Revenir à une vraie sécurité alimentaire, de Michael Carolan

13 janvier 2014

599 mots – Temps de lecture : 2 à 3 minutes

Mots clés

Sécurité alimentaire, FHSI


Titre original : “Reclaiming Food Security“. Pas de traduction française.

Michael Carolan est professeur à la Colorado State University et auteur de plusieurs livres, dont The Real Cost of Cheap Food, et Society and the Environment: Pragmatic Solutions to Ecological Issues.

Dans la communauté internationale, la sécurité alimentaire est couramment définie comme la production d’un nombre de calories moyen suffisant pour chaque habitant d’un pays. En se basant sur cette définition, la sécurité alimentaire semble avoir progressé dans le monde au cours des 30 dernières années, grâce à la Révolution Verte : début 2000, il y avait en moyenne 17% de calories en plus par personne que 30 ans auparavant, bien que la population mondiale ait augmenté de 70%.

Un tel progrès ne profite pas aux 900 millions de personnes qui continuent à souffrir de la faim. La Révolution Verte, en effet, requiert des investissements (machines, engrais, pesticides etc.) que les paysans les plus pauvres – les plus touchés par la faim – ne peuvent réaliser.

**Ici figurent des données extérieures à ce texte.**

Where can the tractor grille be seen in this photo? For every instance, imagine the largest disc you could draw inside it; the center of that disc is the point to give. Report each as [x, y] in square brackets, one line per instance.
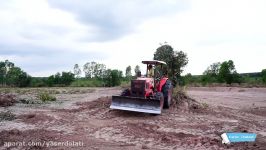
[138, 88]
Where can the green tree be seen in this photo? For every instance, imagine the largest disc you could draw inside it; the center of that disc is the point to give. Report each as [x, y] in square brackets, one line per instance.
[227, 73]
[88, 69]
[77, 71]
[210, 75]
[113, 77]
[16, 77]
[175, 60]
[263, 74]
[98, 71]
[67, 78]
[137, 69]
[128, 73]
[94, 69]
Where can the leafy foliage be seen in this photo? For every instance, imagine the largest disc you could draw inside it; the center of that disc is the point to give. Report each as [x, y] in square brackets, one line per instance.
[137, 69]
[93, 69]
[113, 77]
[13, 76]
[176, 61]
[221, 72]
[263, 74]
[128, 72]
[77, 71]
[63, 79]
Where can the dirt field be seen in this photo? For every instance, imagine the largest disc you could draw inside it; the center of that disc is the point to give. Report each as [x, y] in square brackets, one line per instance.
[81, 119]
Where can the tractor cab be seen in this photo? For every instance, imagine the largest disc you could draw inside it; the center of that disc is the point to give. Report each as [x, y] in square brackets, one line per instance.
[150, 93]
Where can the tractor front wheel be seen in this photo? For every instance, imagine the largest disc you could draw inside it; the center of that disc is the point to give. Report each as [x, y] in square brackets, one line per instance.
[167, 90]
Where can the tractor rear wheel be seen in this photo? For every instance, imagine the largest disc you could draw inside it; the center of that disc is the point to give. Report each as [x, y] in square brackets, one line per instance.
[167, 90]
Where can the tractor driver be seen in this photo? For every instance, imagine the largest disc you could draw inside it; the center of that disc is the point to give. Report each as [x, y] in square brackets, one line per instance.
[150, 71]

Mais l’augmentation du nombre de calories par personne s’est aussi traduite par un coût extrêmement élevé. En prenant en considération la dégradation de l’environnement, les atteintes à la santé humaine et la perte de souveraineté alimentaire de certains pays, la sécurité alimentaire aurait finalement plutôt finalement régressée.

L’attention exclusive aux quantités produites a en effet entraîné plusieurs déséquilibres :

  • Beaucoup de pays sont envahis de produits alimentaires industriels, bon marché mais peu nourrissants, qui représentent une menace pour la santé, notamment en accroissant les risques d’obésité.
  • D’un point de vue environnemental, la plupart des systèmes de production de notre alimentation ne sont pas durables, car ils sont des facteurs majeurs de réchauffement climatique, consomment trop d’eau, et détruisent les sols.
  • Certains pays qui étaient, dans les années 50, en bonne voie de construire un système alimentaire auto-suffisant, dépendent désormais en majorité d’importations. Les pays à la sécurité alimentaire la plus faible sont en fait ceux qui ne peuvent compter que sur l’exportation d’une ou deux denrées (cash crops) pour financer leurs achats de nourriture. Or c’est précisément ce que de nombreux pays ont été contraints de faire dans les années 80 et 90 sous la pression du FMI et de la Banque Mondiale.

Le message principal de ce livre est qu’il faut repenser ce que signifie vraiment la sécurité alimentaire, en gardant en tête que c’est l’augmentation du bien-être qui devrait être le vrai objectif d’un système de production alimentaire (et non la seule production de calories).

L’auteur ne propose pas de solution concrète pour ajuster le système actuel, mais un indicateur plus complet de la sécurité alimentaire, appelé “Food and Human Security Index” (FHSI) qui se compose de 5 éléments :

  • Espérance de vie à la naissance
  • Niveau de satisfaction de la population
  • Utilisation d’eau par habitant (un indicateur de durabilité et du potentiel d’indépendance alimentaire)
  • Consommation par habitant de graisses et de sucres
  • Concentration dans la grande distribution

En utilisant cet indicateur composite, des surprises apparaissent : le Costa Rica, par exemple, a une sécurité alimentaire plus robuste que le Canada, les Etats-Unis, et même la Suède.

L’auteur dénonce  au passage le fait que la plupart des approches conventionnelles de la sécurité alimentaire considèrent que les pays plus pauvres n’ont rien à apprendre sur le sujet aux économies développées. Le recours au FHSI montre que c’est une erreur.

Ce livre est paru en 2013 et une recherche rapide sur Internet indique que le FHSI ne semble pas encore utilisé sur la scène internationale. Quoi qu’il en soit, ce livre offre des informations précieuses et un regard décalé qui en font une lecture passionnante, même si parfois un peu technique.